James Frey in How to Write a Damn Good Novel II (How to Write Damn Good Fiction: Advanced Techniques for Dramatic Storytelling in the UK) puts it rather harshly:

To become a damn good novelist you will have to put in your time writing. And that means that you won’t be doing things other people do because you won’t have time for them.
But what if you’ve got kids and responsibilities and the like? Okay, you will have to have a job, a secondary career, but it cannot be the centre of your life.

The writing will have to be the centre of your life.

Ouch.

And if you are a mother, double ouch. Because if you’ve got kids and home and husband and oven and washing machine and underwear and toilets on your mind, chances are creativity is on indefinite leave.

I once attended a talk where Anne Fine (Madame Doubtfire, The Tulip Touch) said behind every successful female writer is a wildly successful, millions-making husband. Well, she didn’t put it quite like that. But you get the idea.

If only that were true for all us aspiring-authors with dishpan hands.

Frey writes: “Once faith (in writing) is broken, the writer is unlikely to go back to writing, ever.”

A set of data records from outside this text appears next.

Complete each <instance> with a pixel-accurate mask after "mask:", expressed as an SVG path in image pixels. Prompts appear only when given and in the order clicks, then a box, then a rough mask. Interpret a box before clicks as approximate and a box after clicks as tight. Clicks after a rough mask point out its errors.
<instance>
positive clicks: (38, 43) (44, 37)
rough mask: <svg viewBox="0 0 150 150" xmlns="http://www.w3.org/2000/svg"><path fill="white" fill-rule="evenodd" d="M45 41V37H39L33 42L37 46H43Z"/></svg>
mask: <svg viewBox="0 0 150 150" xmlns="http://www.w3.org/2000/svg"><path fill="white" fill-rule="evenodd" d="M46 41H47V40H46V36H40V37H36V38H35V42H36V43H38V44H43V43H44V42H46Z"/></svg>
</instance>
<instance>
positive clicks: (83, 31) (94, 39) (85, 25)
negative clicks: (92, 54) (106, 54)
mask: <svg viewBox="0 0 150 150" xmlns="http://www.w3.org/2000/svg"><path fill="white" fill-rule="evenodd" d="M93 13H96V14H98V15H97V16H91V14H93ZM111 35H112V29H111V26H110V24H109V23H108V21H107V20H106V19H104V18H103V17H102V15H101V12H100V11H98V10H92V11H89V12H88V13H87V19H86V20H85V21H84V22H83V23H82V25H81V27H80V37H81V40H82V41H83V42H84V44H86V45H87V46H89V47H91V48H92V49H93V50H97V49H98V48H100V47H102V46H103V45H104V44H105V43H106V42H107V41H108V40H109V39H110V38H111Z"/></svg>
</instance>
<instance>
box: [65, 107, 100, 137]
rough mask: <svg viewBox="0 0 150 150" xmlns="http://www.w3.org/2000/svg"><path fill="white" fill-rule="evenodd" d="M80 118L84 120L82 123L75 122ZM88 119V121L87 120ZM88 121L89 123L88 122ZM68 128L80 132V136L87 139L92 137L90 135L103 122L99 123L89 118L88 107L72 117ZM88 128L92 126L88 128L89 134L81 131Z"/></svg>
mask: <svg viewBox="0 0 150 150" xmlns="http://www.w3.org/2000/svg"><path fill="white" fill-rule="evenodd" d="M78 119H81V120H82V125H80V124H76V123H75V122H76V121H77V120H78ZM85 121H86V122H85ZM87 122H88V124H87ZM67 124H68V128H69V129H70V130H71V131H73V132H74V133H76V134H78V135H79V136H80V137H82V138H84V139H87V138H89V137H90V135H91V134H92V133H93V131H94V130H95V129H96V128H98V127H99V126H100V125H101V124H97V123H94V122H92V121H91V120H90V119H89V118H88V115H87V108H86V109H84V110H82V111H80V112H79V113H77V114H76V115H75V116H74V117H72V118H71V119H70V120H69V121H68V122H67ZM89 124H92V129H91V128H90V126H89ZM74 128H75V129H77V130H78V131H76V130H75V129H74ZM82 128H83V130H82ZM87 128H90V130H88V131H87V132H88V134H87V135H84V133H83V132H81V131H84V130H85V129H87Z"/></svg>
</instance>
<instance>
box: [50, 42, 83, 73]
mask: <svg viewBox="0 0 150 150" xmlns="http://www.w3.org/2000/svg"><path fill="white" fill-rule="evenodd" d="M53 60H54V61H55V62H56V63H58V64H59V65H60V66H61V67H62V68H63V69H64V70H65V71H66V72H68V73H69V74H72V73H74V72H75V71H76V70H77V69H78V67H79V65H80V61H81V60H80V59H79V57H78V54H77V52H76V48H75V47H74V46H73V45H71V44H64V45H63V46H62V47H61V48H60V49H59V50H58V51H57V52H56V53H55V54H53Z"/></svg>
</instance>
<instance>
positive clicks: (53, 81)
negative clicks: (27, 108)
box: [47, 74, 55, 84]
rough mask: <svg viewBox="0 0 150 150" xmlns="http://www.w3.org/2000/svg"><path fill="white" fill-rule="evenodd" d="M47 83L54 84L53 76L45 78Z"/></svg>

So how do you keep the faith? You keep the faith by doing it all.

I once set up a website to encourage creativity in mothers – home-bound or office-bound. It was based on my own realisation that there would never be time for my creative life unless I allowed myself to make time for it. Here was the anthem of Mum at Work :
Let’s do it all, we’re already tired anyway.
I haven’t updated the site for a few years now (too busy being creative!), but you can still check it out. I try to refer back to it when I'm fed up and tired and discouraged. It reminds me of that shining thing out there somewhere called Hope and gets me writing again.

Family supportiveness is important to the success of your extra-curricular endeavours. But more important I think is just giving yourself permission to do it.